When I first took the "you've got a blue line" test, I did a bunch of research online and decided to go with the UK government guidelines rather than France, tempting as it was (in the last month, by the way, France has altered its recommendations; it used to advise women to have a glass of wine per day, but now is more aligned with the UK). The advice is "no more than 1-2 units of alcohol once or twice a week." That's all right until you find that 125 ml of 12% wine constitutes 1.5 units of alcohol. It's not a lot. And it's not even that I wanted more -- my mother was absolutely right when she said I wouldn't even feel like having alcohol most days (she didn't abstain, either). But I hated the feeling of being constrained.

Then well-meaning people began sending me research, which, instead of reiterating or listing the Web sites here, I'll condense (imagine people screaming this progressively louder across a room): WE DON'T KNOW! WE DON'T KNOW SO WE'LL TELL YOU NOT TO HAVE ANY AND SCARE YOU TO DEATH TO MAKE SURE YOU DON'T!
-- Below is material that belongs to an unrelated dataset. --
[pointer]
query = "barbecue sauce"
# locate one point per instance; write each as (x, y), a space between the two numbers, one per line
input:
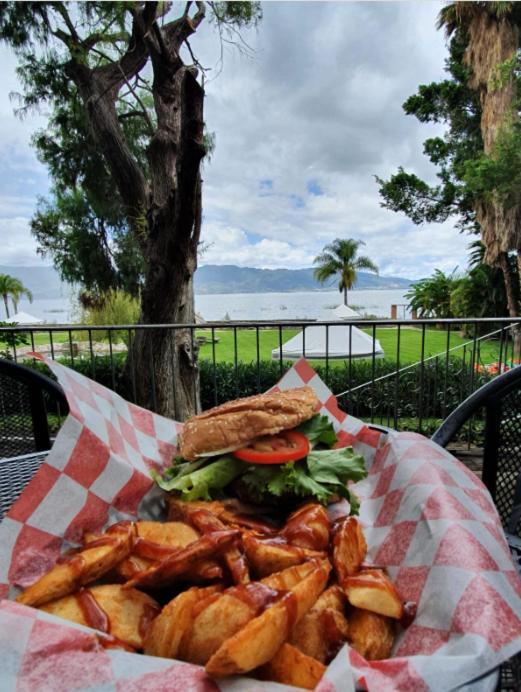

Well, bugger that. How is it that chemical companies and mining conglomerates and people like Monsanto have permission to litter our water, air, and bodies with toxic, probably cancer-causing pollutants simply by saying nobody can disallow their actions because WE DON'T KNOW what the impact is, yet I'm ostracized for my two drinks a week because alcohol, which has been around about as long as civilization, might possibly have a miniscule effect on a baby that will probably be just fine?

And here we hit the stress wall, which frankly applies to all the other damned pregnancy advice. With all the articles people send me of the possible effects of alcohol, I do worry. And that stress, it has been shown, probably has a much more detrimental impact on my child than have a glass of wine every day could ever have if I'd hadn't known better (so to speak).
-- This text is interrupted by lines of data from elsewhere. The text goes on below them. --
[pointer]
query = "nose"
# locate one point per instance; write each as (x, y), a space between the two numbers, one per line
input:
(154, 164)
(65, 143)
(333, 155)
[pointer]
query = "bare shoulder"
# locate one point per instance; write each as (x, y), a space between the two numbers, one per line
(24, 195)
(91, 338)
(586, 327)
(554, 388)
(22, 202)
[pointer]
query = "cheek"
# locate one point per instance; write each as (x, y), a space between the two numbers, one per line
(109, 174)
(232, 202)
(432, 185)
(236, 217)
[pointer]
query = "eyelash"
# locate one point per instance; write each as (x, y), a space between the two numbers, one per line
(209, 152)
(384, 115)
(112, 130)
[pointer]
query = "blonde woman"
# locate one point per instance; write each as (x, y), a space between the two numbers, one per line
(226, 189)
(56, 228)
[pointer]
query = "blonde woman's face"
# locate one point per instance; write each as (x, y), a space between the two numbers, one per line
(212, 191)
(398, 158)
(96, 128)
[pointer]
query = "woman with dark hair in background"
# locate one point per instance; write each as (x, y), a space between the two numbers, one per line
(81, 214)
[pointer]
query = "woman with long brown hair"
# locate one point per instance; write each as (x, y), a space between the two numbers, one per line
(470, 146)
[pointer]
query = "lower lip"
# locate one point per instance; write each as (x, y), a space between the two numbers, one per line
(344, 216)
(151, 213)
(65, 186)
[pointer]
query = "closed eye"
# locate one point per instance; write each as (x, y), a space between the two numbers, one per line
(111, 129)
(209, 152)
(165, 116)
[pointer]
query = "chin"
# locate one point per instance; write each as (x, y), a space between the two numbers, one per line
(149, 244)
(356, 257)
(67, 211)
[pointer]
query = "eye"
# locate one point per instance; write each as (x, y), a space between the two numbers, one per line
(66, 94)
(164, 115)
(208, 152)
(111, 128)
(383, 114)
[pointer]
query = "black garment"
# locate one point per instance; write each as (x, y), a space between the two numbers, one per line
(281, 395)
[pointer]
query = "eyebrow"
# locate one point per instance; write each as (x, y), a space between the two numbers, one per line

Forget the alcohol for a second. Imagine you're a thirtyish woman who eats well, exercises relatively regularly, isn't all that fit but is pretty darn healthy, keeps her mind active, gets outdoors a lot, but, of course, spends a lot of her time trying to limit her calorie intake and get really in shape cause it'd be nice to be super-fit, and should probably cut back on drinking due to the calories, and who also wants to learn French and Arabic and hike through Tibet and further her mathematical studies and learn to play the piano really well. Then she gets pregnant. Suddenly, all this stuff she's been trying to do in a mild sort of way becomes, in the doctors' eyes, absolutely essential. The message is, in short, "You must immediately become the perfect person you've had an image of for the last 10 years." Stressful? You betcha.

The other day I was at a seriously boring dinner party, where I made a sarcastic comment about not being able to drink. A man said, meaning well, "Well, just think of it this way. At least you're not forcing your baby to consume alcohol." At which point I was ready to scream at him. It's the baby that's keeping me from doing a whole hell of a lot of things I love doing, from wine with dinner to doing handstands in yoga to sleeping through the night without needing to pee.

Right now I'm clinging to a lifeline in the form of What's Going on in There?, a book about baby brain development written by a neurobiologist. Here's the research: moderate drinking probably does have a mild effect on the fetus's brain. Modest drinking, however, having been subjected to thousands of studies both sides of the pond, is still inconclusive, although tends to lean toward the preassumptions of the culture (yes in the US, no in Europe).

The catch? "Moderate drinking" is defined as three drinks per day, every day. "Modest drinking," one drink every day. The effect of high stress? Very conclusive detrimental effects on emotional and mental development. With my desire for only two unmeasured drinks a week, I know which risk I'd like to take.